Размер шрифта:   16

Обычно, пробежав положенный отрезок, мы с Вторушей усаживаемся на дальней оконечности гати, болтая ногами над мочажиной. Когда солнце сползает ниже, я впервые со времени изгнания матери заглядываю в черную глубину. Сначала я мысленно составляю лоскутное одеяло нашей истории, затем, когда оно почти закончено, начинаю внушать свою волю матушке, воде, которую она пьет. Вторуша выстругивает или шлифует таблички, заказанные моим отцом, либо лежит на спине, сцепив руки на затылке. Всегда терпеливый, он наблюдает, как пикируют и прядают в сторону стрекозы, или размышляет над тем, как усовершенствовать ярмо, улучшить плуг.

Кивнув на греющихся на солнышке деревенских, я говорю ожидающему ответа Вторуше:

— Мне сейчас очень хорошо.

Брови у него ползут вверх.

— Неужели правда?

Я киваю. Сегодня черное облако, загораживающее свет с тех пор, как ушла матушка, исчезло.

— Славно, — говорит Вторуша, и его губы — я знаю, что они мягкие, потому что он уже два раза целовал меня, — растягиваются в улыбку.

В какой-то момент отец встает, допивает из кружки мед и направляется ко входу в кузню. Тянется к бронзовому блюду, снимает со скоб, крепящих его к бревну, и несет назад, в собрание, со словами:

— Я думаю, это мы можем обменять на пару молодых быков. Расчистим подлесок к востоку от полей, там вода лучше отходит. И урожай увеличим, и поле у нас будет, которое не побоится обильных дождей.

Охотник кивает, встает с самодельной скамьи из досок, пересекает прогалину и возвращается с черепом, издавна висевшим у него над дверью.

— Не дам тебе менять блюдо, пока не возьмешь этот старый череп.

Отец трогает череп, дыру, оставленную копьем Старого Охотника. Если подарок будет принят, его значение переменится: при виде его всякий будет думать о союзе и даже дружбе. Я оглядываю лица собравшихся на прогалине, замечаю тепло в их глазах, которые они не сводят с отца в ожидании ответа.

— Ладно уж, — говорит отец, — возьму я твой череп.

Я думаю о том, как видел мир Лис: словно через полую тростинку. У него была лишь одна цель, и он шел к ней напролом. Не имело значения, что я предсказала обратное. Не имело значения, что у разношерстной толпы соплеменников не было ни малейшей надежды выстоять против римлян, что каждый из нас даже без предсказания знал правду. Друида не поколебала история, не убедило ни наше поражение семнадцатилетней давности, ни разгром последнего оплота сопротивления римскому правлению на северном плоскогорье. Он отвернулся от закаленных клинков и пластинчатых доспехов и упражнялся в метании копий, вращении пращи. Мы были свидетелями того, как ослепляет человека одержимость. Видели, как друид склонился перед завершающим ударом, который, как ему верилось, обеспечит единственно возможный исход. Я слышала, как Охотник сказал моему отцу, что причина гибели друидов заключалась в их приверженности старинным обычаям. Помню, отец тогда кивнул, и, полагаю, римляне знали, что друиды замышляют вернуть себе былое превосходство, вернуть Британию в старые времена. «Мы не должны этого забывать», — сказал Охотник.

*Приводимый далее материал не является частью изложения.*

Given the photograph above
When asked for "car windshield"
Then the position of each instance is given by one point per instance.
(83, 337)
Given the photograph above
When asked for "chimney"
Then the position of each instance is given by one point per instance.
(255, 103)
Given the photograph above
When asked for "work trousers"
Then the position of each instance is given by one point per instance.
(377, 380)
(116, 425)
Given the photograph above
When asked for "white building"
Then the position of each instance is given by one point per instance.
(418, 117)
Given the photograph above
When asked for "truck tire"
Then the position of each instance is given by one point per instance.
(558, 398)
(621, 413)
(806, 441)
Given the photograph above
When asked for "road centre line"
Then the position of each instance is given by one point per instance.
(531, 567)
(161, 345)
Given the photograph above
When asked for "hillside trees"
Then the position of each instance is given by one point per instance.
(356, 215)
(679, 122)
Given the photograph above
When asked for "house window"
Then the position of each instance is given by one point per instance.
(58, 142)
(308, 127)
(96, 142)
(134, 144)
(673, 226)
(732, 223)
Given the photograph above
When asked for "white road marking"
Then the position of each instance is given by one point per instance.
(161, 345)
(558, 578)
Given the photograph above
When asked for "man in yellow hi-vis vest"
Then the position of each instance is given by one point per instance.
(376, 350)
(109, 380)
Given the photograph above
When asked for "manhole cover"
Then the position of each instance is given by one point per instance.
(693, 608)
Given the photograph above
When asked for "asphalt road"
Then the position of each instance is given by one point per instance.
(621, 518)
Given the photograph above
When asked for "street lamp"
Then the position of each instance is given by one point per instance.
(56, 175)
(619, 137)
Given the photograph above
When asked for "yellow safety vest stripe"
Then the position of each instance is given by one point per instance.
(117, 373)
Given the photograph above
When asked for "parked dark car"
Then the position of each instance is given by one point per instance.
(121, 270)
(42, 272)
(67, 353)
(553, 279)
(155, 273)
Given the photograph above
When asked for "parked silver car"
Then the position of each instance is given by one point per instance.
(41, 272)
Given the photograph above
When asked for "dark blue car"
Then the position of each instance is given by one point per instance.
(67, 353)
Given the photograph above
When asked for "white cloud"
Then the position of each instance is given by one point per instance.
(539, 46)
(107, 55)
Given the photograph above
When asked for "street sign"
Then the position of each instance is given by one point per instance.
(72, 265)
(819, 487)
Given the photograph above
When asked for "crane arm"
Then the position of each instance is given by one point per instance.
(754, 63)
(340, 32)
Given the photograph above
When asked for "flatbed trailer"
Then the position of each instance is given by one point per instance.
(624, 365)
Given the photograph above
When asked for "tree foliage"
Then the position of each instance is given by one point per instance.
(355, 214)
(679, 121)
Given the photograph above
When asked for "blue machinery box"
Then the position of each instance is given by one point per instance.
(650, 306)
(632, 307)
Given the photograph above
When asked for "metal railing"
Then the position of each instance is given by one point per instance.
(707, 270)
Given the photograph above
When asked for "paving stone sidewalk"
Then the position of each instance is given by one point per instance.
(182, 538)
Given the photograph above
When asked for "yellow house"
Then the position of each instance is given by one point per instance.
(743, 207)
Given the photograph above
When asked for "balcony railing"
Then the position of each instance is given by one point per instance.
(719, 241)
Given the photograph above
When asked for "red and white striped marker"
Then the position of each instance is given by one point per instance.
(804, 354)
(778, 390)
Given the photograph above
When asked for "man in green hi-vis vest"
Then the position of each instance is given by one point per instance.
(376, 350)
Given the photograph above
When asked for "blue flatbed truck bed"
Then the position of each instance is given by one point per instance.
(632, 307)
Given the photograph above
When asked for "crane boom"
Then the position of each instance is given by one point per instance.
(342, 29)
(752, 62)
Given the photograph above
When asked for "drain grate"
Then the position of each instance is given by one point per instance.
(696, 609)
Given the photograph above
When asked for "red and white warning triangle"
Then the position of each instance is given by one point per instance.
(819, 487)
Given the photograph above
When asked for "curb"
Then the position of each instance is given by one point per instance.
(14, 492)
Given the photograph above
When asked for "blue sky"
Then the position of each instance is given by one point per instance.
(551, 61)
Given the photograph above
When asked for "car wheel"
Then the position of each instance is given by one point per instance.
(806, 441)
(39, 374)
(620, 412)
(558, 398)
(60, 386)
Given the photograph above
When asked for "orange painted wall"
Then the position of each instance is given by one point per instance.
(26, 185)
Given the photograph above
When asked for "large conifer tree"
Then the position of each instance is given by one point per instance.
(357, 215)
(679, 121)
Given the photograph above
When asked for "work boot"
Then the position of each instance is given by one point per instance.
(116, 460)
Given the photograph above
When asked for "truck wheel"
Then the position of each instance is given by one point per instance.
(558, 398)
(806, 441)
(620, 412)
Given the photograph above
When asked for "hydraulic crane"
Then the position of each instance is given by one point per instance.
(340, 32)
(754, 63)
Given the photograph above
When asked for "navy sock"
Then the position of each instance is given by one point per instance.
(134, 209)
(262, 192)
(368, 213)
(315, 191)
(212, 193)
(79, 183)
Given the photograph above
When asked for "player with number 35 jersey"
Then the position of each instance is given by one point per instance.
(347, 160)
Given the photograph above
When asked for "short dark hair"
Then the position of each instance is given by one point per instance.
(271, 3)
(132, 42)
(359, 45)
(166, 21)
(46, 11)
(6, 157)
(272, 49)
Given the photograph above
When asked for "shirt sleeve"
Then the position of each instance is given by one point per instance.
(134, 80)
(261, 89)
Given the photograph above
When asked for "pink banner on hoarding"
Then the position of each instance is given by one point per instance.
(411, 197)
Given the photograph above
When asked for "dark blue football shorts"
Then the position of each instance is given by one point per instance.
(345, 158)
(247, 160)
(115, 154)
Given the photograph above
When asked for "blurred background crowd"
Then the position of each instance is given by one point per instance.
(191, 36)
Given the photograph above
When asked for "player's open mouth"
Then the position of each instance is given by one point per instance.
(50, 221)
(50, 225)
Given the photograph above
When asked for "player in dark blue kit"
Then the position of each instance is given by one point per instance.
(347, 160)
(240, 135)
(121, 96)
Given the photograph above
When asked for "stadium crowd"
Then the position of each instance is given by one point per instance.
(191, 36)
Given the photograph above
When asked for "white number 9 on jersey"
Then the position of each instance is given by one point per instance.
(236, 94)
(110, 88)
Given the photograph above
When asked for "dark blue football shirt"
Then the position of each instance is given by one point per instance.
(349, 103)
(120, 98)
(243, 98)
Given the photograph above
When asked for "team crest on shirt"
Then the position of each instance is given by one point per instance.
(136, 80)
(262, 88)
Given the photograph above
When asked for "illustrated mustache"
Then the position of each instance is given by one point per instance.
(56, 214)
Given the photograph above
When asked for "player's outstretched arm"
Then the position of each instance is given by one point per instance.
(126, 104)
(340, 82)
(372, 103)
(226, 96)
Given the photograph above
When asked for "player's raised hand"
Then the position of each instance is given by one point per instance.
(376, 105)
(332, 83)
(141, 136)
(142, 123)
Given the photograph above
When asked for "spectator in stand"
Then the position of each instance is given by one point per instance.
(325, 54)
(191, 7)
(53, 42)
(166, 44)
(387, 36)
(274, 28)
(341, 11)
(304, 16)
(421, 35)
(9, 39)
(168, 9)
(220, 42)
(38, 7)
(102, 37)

Как же я хочу, чтобы матушка узнала: из-за такого, как Лис, в сородичах пробудилась мысль. Как же я хочу, чтобы она увидела мягкость, вернувшуюся к отцу, зарождающуюся в Охотнике. Как же я хочу, чтобы она ощутила единение и добрую волю, растущую в жителях деревни у Черного озера.

К ночи мы собираемся в Священной роще, в том самом месте, где с уст отца слетели слова: «Изгоняю тебя» — и скользнули в наши уши, на ковер из черного мха, в морщины коры древнего дуба, в ямки между камнями и землей. Отец проводит рукой по мху, по стволу, по камню, земле. Облизывает ладонь, собирая слова языком. Проглатывает тяжелый комок в горле и поднимает руку, чтобы сородичи видели его пустую ладонь. За рощей носится дубонос, уже не в первый раз возвращаясь к своим чирикающим вылеткам, а отец переходит от мужа к жене, от жены к ребенку и прикладывает губы к каждому уху. Он набирает полный рот воздуха, выдыхает, и каждый житель болота произносит: «Прочь. Прочь. Прочь слова».

Наконец отец подходит ко мне, кладет руку мне на затылок, другой рукой берет за подбородок. Его нижняя губа касается мочки моего уха, верхняя — козелка. Он делает глубокий вдох, проглатывает горечь слов, некогда вырвавшихся у него, и теперь они уносятся с его выдохом.

Он трогает губы, затем черный мох, опускается на одно колено и долго стоит, склонив голову.